Member of the Missouri House of Representatives from the 80th district
- In office January 7, 2009 – January 2017
- Preceded by: Mike Daus
- Succeeded by: Peter Merideth

Personal details
- Born: 1969 (age 56–57) St. Louis, Missouri, U.S.
- Party: Democratic
- Education: Truman State University (BS) St. Louis University (JD)

= Mike Colona =

American attorney and politician

Mike Colona (born 1969) is an American attorney and politician who served as a member of the Missouri House of Representatives from 2009 to 2017. Before redistricting, Colona represented the 67th district. Colona more recently represented the 80th district, which is centered on the Tower Grove South area within the city of St. Louis. Colona also served as the House minority whip for the 96th General Assembly.

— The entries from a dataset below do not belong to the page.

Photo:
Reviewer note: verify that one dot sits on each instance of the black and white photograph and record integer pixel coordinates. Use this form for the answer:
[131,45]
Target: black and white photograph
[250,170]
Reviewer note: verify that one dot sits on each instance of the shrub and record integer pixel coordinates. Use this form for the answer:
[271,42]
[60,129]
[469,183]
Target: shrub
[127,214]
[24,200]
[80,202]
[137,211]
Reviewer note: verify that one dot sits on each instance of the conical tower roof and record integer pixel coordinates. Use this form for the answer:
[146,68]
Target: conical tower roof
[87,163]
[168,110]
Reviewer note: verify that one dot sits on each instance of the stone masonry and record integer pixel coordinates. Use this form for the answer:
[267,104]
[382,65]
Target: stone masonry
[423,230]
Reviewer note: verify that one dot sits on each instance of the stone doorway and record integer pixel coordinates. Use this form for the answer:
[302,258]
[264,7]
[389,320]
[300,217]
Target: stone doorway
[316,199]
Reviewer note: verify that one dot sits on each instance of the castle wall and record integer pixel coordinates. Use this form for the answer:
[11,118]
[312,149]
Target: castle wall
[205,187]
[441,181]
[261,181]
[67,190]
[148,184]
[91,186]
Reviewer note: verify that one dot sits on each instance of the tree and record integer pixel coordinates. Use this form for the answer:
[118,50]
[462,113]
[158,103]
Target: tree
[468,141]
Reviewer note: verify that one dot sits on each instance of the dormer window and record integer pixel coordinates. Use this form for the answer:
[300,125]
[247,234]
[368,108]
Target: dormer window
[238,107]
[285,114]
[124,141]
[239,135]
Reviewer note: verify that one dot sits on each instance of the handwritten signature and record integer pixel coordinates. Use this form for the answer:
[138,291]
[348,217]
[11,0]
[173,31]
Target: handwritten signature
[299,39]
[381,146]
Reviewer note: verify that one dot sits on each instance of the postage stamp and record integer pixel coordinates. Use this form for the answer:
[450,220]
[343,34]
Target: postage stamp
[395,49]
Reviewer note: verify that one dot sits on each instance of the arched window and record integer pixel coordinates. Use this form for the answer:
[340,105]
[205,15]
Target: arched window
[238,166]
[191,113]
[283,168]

==Early life and education==
Mike Colona was born in St. Louis in 1969. He is a 1987 graduate of Fox High School in Arnold, Missouri. Colona earned a Bachelor of Science degree from Truman State University and a Juris Doctor from St. Louis University.

== Career ==
A lawyer in private practice, he specializes in personal injury, worker's compensation and some first amendment cases. Colona was also an adjunct professor of criminal justice at the University of Missouri–St. Louis. He was one of three openly-LGBT legislators in Jefferson City, alongside Jolie Justus (D–Kansas City) and Jeanette Mott Oxford (D–St. Louis).

In August 2008, Colona defeated four other Democratic challengers in the primary to replace term-limited Representative Mike Daus. Colona won with nearly 43 percent of the vote. Colona was unopposed in the November 2008 general election. In the 2010 general election, Colona handily defeated Republican challenger Curtis Farber with 82-percent of the vote to win a second term.

Colona was a member of the American Legislative Exchange Council (ALEC), resigning in 2012. Doing so, he said "[ALEC] is not the innocuous, bipartisan organization it purports to be. Their agenda is radical and wrong for Missouri."

== Personal life ==
Colona is openly gay and both his 2008 and 2010 campaigns won the support of the Gay & Lesbian Victory Fund.